You shall make no covenant with the inhabitants of this land; you shall tear down their altars.‘ But you have not obeyed My voice. Why have you done this? 3 Therefore I also said, ‘I will not drive them out before you; but they shall be thorns in your side, and their gods shall be a snare to you
Then the children of Israel did evil in the sight of the Lord, and served the Baals…. And the anger of the Lord was hot against Israel. So He delivered them into the hands of plunderers who despoiled them; and He sold them into the hands of their enemies all around, so that they could no longer stand before their enemies. 15 Wherever they went out, the hand of the Lord was against them for calamity, as the Lord had said, and as the Lord had sworn to them. And they were greatly distressed.

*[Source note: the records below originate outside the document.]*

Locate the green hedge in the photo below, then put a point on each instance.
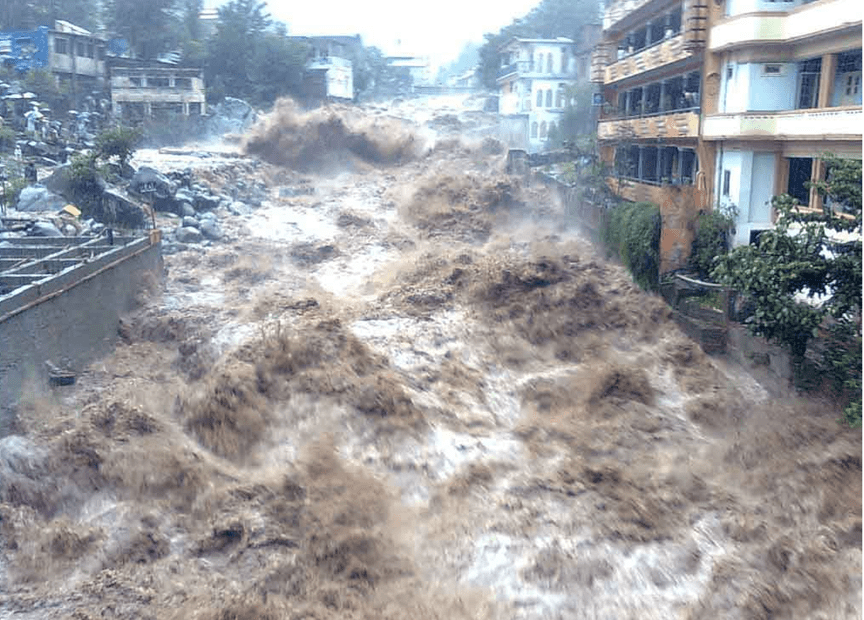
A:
(632, 233)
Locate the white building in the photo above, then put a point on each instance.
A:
(535, 82)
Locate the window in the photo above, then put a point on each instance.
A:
(649, 164)
(800, 169)
(808, 83)
(689, 166)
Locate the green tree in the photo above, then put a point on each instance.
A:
(815, 256)
(119, 142)
(234, 45)
(151, 27)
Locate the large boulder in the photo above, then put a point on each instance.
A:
(230, 116)
(39, 198)
(118, 209)
(155, 188)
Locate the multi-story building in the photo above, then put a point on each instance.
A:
(76, 57)
(650, 65)
(142, 90)
(785, 80)
(535, 82)
(725, 103)
(329, 73)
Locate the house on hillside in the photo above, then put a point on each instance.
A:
(535, 82)
(142, 89)
(329, 73)
(75, 56)
(710, 104)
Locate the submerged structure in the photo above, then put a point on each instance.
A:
(61, 299)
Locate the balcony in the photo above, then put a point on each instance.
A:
(803, 22)
(526, 68)
(683, 124)
(818, 124)
(620, 9)
(326, 62)
(664, 53)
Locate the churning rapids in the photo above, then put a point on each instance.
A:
(405, 387)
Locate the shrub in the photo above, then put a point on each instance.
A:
(633, 234)
(711, 240)
(119, 142)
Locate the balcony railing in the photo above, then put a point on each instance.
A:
(661, 54)
(528, 68)
(802, 22)
(681, 124)
(618, 10)
(817, 124)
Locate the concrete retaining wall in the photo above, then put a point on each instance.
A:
(72, 318)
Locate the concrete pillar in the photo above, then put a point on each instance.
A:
(826, 80)
(817, 173)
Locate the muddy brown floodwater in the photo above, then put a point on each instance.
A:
(417, 392)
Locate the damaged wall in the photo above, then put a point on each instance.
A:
(71, 319)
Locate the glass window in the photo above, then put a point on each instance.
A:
(808, 83)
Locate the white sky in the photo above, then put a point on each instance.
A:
(438, 28)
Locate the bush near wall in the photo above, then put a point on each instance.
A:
(632, 233)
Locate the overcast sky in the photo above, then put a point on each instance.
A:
(437, 28)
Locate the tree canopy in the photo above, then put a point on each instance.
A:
(805, 274)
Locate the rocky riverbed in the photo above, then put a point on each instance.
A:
(400, 384)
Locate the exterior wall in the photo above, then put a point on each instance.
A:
(136, 87)
(71, 324)
(751, 186)
(527, 73)
(74, 61)
(665, 53)
(671, 125)
(785, 25)
(737, 7)
(676, 205)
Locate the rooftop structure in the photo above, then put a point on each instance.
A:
(725, 104)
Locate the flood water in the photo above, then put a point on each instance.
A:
(417, 392)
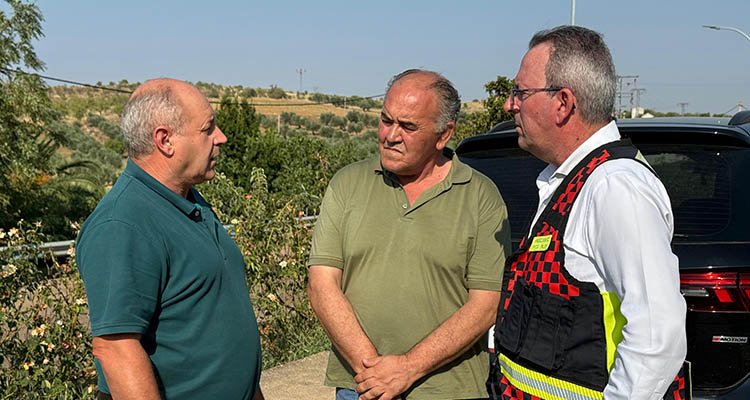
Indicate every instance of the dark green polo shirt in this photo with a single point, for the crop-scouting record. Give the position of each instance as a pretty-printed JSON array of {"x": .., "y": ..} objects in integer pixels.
[
  {"x": 407, "y": 268},
  {"x": 163, "y": 266}
]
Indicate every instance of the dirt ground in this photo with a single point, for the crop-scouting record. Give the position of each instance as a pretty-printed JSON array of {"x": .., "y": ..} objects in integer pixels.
[{"x": 301, "y": 379}]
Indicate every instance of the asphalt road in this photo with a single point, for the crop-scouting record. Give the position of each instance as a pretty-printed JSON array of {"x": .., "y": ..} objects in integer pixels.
[{"x": 301, "y": 379}]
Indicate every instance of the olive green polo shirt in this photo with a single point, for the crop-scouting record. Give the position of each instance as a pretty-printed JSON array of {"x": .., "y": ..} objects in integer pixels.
[
  {"x": 407, "y": 268},
  {"x": 163, "y": 266}
]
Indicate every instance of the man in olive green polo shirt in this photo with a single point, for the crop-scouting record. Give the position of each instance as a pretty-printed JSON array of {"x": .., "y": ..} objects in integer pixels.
[
  {"x": 407, "y": 257},
  {"x": 169, "y": 306}
]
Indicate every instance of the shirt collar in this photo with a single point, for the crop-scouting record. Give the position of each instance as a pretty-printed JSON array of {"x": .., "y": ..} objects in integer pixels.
[
  {"x": 459, "y": 173},
  {"x": 606, "y": 134},
  {"x": 188, "y": 207}
]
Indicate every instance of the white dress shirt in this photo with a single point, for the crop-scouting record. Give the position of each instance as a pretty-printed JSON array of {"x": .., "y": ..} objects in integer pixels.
[{"x": 618, "y": 237}]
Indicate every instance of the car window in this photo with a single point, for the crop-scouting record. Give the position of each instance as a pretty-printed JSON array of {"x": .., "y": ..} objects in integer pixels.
[{"x": 698, "y": 180}]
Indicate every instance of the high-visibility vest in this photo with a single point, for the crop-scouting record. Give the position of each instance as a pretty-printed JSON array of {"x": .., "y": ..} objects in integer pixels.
[{"x": 556, "y": 337}]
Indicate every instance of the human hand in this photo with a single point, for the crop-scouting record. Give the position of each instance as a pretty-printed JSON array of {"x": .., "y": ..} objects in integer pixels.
[{"x": 384, "y": 378}]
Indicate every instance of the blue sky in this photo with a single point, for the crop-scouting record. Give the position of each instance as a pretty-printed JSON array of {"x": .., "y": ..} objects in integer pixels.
[{"x": 352, "y": 47}]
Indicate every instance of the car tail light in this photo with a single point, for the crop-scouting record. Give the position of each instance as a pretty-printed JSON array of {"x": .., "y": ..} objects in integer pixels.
[{"x": 716, "y": 291}]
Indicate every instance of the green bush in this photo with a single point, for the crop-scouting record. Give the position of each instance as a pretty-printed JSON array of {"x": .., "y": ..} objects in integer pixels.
[
  {"x": 45, "y": 348},
  {"x": 275, "y": 241}
]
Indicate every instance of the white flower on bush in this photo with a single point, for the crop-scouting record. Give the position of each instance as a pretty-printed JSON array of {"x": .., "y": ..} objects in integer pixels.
[
  {"x": 49, "y": 346},
  {"x": 39, "y": 331},
  {"x": 8, "y": 270}
]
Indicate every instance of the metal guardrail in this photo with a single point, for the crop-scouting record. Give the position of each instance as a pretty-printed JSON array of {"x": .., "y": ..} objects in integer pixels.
[
  {"x": 58, "y": 249},
  {"x": 61, "y": 248}
]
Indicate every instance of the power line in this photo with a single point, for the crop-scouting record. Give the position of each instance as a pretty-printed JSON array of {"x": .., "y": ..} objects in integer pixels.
[
  {"x": 18, "y": 71},
  {"x": 99, "y": 87}
]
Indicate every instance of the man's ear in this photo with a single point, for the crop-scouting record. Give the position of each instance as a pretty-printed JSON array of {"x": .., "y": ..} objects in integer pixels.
[
  {"x": 566, "y": 105},
  {"x": 162, "y": 137},
  {"x": 446, "y": 135}
]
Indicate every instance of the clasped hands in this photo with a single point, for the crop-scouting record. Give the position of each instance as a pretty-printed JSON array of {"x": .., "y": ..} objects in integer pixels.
[{"x": 385, "y": 377}]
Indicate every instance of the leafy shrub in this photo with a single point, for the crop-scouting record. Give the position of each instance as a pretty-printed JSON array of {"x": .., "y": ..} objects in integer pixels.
[
  {"x": 45, "y": 349},
  {"x": 275, "y": 242}
]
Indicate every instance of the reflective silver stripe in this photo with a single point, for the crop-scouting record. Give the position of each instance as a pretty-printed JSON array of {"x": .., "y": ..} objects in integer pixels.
[{"x": 540, "y": 385}]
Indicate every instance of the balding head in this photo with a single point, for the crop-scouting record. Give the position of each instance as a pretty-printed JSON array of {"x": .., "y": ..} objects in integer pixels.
[
  {"x": 448, "y": 98},
  {"x": 158, "y": 102}
]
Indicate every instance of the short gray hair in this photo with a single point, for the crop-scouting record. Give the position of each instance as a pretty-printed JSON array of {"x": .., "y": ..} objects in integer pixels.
[
  {"x": 450, "y": 100},
  {"x": 144, "y": 112},
  {"x": 581, "y": 61}
]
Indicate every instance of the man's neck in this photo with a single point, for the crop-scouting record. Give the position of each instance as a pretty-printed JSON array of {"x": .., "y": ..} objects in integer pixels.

… They did not cease from their own doings nor from their stubborn way.
It’s not some obscure teaching. The 1st commandment is repeated many times throughout the Bible. There is no room for ecumenism.
God confronts Israel with her acts of disobedience. He will no longer guarantee victory to his rebellious people.

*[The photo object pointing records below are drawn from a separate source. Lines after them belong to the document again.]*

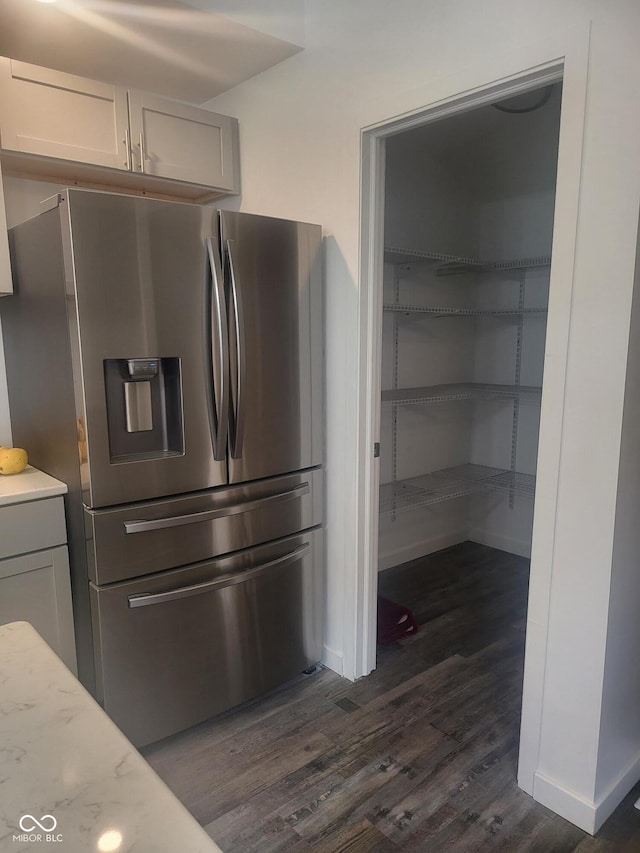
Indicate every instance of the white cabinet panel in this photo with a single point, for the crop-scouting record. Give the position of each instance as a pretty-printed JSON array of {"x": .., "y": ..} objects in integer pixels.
[
  {"x": 35, "y": 583},
  {"x": 32, "y": 526},
  {"x": 60, "y": 127},
  {"x": 35, "y": 588},
  {"x": 184, "y": 143},
  {"x": 59, "y": 115}
]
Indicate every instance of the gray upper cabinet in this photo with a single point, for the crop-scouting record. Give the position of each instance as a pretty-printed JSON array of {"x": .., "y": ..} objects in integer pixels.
[
  {"x": 182, "y": 142},
  {"x": 59, "y": 126}
]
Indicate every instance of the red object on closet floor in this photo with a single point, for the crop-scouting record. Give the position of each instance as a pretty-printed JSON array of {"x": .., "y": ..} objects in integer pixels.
[{"x": 395, "y": 621}]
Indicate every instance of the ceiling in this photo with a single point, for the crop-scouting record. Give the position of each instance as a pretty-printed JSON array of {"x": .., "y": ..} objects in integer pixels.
[{"x": 180, "y": 50}]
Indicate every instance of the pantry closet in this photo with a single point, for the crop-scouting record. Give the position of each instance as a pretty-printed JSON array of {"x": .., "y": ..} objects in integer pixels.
[{"x": 469, "y": 202}]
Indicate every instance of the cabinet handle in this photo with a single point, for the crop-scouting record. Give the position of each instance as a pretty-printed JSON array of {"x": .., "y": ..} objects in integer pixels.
[
  {"x": 144, "y": 599},
  {"x": 141, "y": 146},
  {"x": 147, "y": 525},
  {"x": 127, "y": 143}
]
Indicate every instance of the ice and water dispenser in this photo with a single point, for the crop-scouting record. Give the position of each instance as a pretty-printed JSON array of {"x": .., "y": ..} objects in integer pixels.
[{"x": 144, "y": 408}]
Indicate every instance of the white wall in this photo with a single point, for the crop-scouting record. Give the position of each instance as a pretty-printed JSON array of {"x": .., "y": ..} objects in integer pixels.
[
  {"x": 618, "y": 752},
  {"x": 301, "y": 158}
]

Idolatry and intermarriage: 2:6-3:5. The author continues his preliminary explanations of the causes of Israel’s decline. The generation that follows Joshua, without personal experience of what God has done for his covenant people, are enticed into the pagan worship of the Canaanites’ Baals and Ashtoreths.
“Baal” designates Canaanite male deities in general, and often is associated with the place name (as Baal-peor, Num. 25:3). The word means “master,” or “owner,” and reflects the beliefs of ancient peoples that each locality had its own deity. Baal was also designated the most important god of the Canaanites. Because the Baals were thought to control the fertility of the land, sexual promiscuity was also associated with Baal worship.
“Ashtoreth” designates the ancient mother-goddess, modeled with exaggerated breasts and worshipped in earthy cult rituals.
The disobedience of Israel to God’s demand for a holy war left the Canaanites in the land, and tempted numbered generations to participate in their false religion and moral depravity. For some 800 years, until the Babylonian captivity, God’s people struggled with the temptation to worship the gods of the Canaanites among whom they lived.